There are several factors that could cause actual results or events to
differ materially from those anticipated, and include, but are not limited to
general economic, financial and business conditions, changes in and compliance
with governmental laws and regulations, including various state and federal
environmental regulations, our ability to obtain additional financing from
outside investors and/or bank and mezzanine lenders and our ability to generate
sufficient revenues to cover operating losses and position us to achieve
positive cash flow.
Readers are cautioned not to place undue reliance on the forward-looking
statements contained herein, which speak only as of the date hereof. We believe
the information contained in this Form 10-QSB to be accurate as of the date
hereof. Changes may occur after that date. We will not update that information
except as required by law in the normal course of its public disclosure
practices.
Additionally, the following discussion regarding our financial condition
and results of operations should be read in conjunction with the financial
statements and related notes contained in Item 1 of Part I of this Form 10-QSB,
as well as the financial statements in Item 7 of Part II of our Form 10-KSB for
the fiscal year ended September 30, 2004.
RESULTS OF OPERATIONS
CONTINUING OPERATIONS
REVENUE
THREE MONTHS ENDED JUNE 30, 2005 COMPARED TO THE THREE MONTHS ENDED JUNE 30,
2004.
Page 3
Total revenues for the three months ended June 30, 2005 were $2,012,746, an
increase of $1,620,183 or 413% percent compared to total revenues of $392,563
for the comparable period of the prior year. Revenue in the period increased due
to successful sales and marketing efforts pointed at captive or long term
customers. Construction services were introduced and multiple projects where
awarded and successfully completed in the period.

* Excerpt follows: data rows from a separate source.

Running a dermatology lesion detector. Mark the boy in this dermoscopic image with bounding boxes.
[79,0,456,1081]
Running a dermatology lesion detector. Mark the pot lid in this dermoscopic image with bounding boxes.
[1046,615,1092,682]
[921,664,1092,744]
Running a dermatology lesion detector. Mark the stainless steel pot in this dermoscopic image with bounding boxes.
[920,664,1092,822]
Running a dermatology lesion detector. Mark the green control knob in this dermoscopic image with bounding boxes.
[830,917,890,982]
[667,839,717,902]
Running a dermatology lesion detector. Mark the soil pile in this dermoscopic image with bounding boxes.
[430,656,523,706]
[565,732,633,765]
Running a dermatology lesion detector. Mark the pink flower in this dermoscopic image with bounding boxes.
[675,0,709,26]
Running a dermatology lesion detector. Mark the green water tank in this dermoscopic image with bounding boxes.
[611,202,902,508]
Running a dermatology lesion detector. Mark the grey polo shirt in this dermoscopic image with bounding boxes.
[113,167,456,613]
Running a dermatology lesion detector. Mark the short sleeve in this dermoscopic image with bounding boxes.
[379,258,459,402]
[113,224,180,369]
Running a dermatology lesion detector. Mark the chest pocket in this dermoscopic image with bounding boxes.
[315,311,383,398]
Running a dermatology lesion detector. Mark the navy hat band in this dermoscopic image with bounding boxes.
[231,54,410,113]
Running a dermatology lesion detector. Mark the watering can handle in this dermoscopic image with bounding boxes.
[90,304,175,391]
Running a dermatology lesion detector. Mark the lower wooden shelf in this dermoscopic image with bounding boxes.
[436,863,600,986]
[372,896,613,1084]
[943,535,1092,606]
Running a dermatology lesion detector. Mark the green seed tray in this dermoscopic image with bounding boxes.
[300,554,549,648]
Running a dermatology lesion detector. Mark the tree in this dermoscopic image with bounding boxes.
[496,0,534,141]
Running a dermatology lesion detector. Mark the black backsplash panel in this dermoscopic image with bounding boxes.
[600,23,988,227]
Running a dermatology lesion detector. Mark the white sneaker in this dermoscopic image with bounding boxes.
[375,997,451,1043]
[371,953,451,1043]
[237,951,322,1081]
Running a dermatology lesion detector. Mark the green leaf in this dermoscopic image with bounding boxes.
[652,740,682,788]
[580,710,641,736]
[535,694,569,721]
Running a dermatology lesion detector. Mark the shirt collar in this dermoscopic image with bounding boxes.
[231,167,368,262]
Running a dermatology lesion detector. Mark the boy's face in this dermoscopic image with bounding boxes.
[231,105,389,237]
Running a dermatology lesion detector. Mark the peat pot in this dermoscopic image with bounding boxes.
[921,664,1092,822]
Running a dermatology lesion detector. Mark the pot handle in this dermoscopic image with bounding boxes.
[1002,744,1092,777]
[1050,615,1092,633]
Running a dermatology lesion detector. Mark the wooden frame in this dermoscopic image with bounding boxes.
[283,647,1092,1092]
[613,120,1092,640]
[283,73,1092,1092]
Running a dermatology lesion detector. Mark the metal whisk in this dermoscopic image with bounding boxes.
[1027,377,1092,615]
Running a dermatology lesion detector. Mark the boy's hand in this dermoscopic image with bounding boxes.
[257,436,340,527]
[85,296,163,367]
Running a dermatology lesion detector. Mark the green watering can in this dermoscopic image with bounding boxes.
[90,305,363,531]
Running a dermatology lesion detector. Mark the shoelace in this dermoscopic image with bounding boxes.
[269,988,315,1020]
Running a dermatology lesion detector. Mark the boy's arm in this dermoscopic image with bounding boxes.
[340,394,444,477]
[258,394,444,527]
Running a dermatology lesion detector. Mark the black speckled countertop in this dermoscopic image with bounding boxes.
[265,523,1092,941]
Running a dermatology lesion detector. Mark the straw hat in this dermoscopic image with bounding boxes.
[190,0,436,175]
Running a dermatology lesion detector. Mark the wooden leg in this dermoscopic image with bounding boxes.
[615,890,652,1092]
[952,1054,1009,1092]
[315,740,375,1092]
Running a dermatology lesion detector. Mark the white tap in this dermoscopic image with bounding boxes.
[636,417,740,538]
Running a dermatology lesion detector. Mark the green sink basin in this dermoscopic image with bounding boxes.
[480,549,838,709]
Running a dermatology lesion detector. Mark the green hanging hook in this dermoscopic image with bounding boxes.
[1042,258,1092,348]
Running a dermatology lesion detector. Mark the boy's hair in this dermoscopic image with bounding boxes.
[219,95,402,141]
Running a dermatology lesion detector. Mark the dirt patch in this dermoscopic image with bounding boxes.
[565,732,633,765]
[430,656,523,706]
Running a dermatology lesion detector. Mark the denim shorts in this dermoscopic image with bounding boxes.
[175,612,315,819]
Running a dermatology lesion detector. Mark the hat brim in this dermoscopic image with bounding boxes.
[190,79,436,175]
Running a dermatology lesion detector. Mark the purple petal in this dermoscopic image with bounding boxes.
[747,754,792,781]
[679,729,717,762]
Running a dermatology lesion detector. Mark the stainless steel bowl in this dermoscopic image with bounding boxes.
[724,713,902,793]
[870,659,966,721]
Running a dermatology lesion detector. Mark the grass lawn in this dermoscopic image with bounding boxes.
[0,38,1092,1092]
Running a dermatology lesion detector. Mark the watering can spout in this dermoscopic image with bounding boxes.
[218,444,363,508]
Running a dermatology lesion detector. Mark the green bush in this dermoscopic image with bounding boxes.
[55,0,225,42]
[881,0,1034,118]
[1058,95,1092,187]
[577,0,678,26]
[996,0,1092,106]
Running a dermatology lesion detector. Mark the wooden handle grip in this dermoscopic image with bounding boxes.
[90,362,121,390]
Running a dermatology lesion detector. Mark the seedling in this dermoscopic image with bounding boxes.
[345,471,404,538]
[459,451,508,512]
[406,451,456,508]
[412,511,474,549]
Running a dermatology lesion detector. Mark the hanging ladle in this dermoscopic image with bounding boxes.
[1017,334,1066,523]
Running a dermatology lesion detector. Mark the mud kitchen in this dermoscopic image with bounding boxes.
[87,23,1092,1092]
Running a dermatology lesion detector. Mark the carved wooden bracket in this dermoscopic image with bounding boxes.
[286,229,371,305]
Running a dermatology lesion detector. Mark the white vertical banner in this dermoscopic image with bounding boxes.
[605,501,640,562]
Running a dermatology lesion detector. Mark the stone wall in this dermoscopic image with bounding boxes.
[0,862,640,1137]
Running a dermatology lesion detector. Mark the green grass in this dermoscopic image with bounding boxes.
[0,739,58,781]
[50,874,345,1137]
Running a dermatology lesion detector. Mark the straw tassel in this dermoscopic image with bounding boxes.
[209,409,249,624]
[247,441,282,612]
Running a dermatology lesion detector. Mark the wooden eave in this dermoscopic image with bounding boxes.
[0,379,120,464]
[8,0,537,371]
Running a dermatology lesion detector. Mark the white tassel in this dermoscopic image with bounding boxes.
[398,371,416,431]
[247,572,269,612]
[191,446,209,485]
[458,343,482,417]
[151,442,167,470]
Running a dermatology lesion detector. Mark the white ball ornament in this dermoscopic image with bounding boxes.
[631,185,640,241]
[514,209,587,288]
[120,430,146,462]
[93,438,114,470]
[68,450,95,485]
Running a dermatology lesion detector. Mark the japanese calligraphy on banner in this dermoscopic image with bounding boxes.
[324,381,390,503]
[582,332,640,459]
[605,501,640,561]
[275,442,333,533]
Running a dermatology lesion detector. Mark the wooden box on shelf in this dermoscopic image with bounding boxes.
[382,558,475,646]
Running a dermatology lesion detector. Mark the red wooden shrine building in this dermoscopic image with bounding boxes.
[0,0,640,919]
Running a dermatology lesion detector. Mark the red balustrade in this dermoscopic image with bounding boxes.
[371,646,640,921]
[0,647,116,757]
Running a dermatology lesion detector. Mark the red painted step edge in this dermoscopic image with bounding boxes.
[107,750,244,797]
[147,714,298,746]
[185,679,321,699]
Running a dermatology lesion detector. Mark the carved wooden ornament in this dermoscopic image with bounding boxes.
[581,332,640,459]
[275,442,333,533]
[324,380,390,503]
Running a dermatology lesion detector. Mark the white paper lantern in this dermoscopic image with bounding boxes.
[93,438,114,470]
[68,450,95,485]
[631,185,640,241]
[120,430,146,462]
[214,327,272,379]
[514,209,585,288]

Our gross profit for the three months ended June 30, 2005 compared to three
months ended June 30,2004 increased by approximately 873% to $728,482, compared
to $74,854 in the comparable period of the prior year. Gross margin as a
percentage of sales increased to approximately 36% for the three month period
ending June 30, 2005 compared to approximately 19% for the comparable period of
2004. The target gross margin (as a percentage of sales) goal for the Company is
35% to 50% depending on the scope of services provided. Service activities
typically perform at the top of the scale while large construction projects are
bid to achieve 35% (minimum) margins. Due to the mix of services offered,
management expects, but cannot assure gross profits to average within the
aforementioned range.
Interest expense for the three months ended June 30, 2005 increased to
$155,096 from $1,250 in the same period of 2004. Interest expense attributable
to amortization of the beneficial conversion feature of notes payable amounted
to $132,613, and accrued interest on notes payable amounted to $20,681. The
Company does not expect interest expense on its current debt to change
substantially over the coming twelve months; however, should the Company acquire
additional debt financing, then interest expense would necessarily increase.
For the reasons stated above, the Company had a net loss from continuing
operations for the three months ended June 30, 2005 of $48,690, an improvement
of $10,132,543 or to a net loss from continuing operations of $10,181,233 during
the three months ended June 30, 2004. During the three months ended June 30,
2004, the Company also had a net loss from discontinued operations of
$9,965,074, and had no such loss during the current period. Net loss including
discontinued operations was $48,690 for the three months ended June 30, 2005,
compared to a net loss including discontinued operations of $20,146,307 in the
prior period as a result of the factors described above.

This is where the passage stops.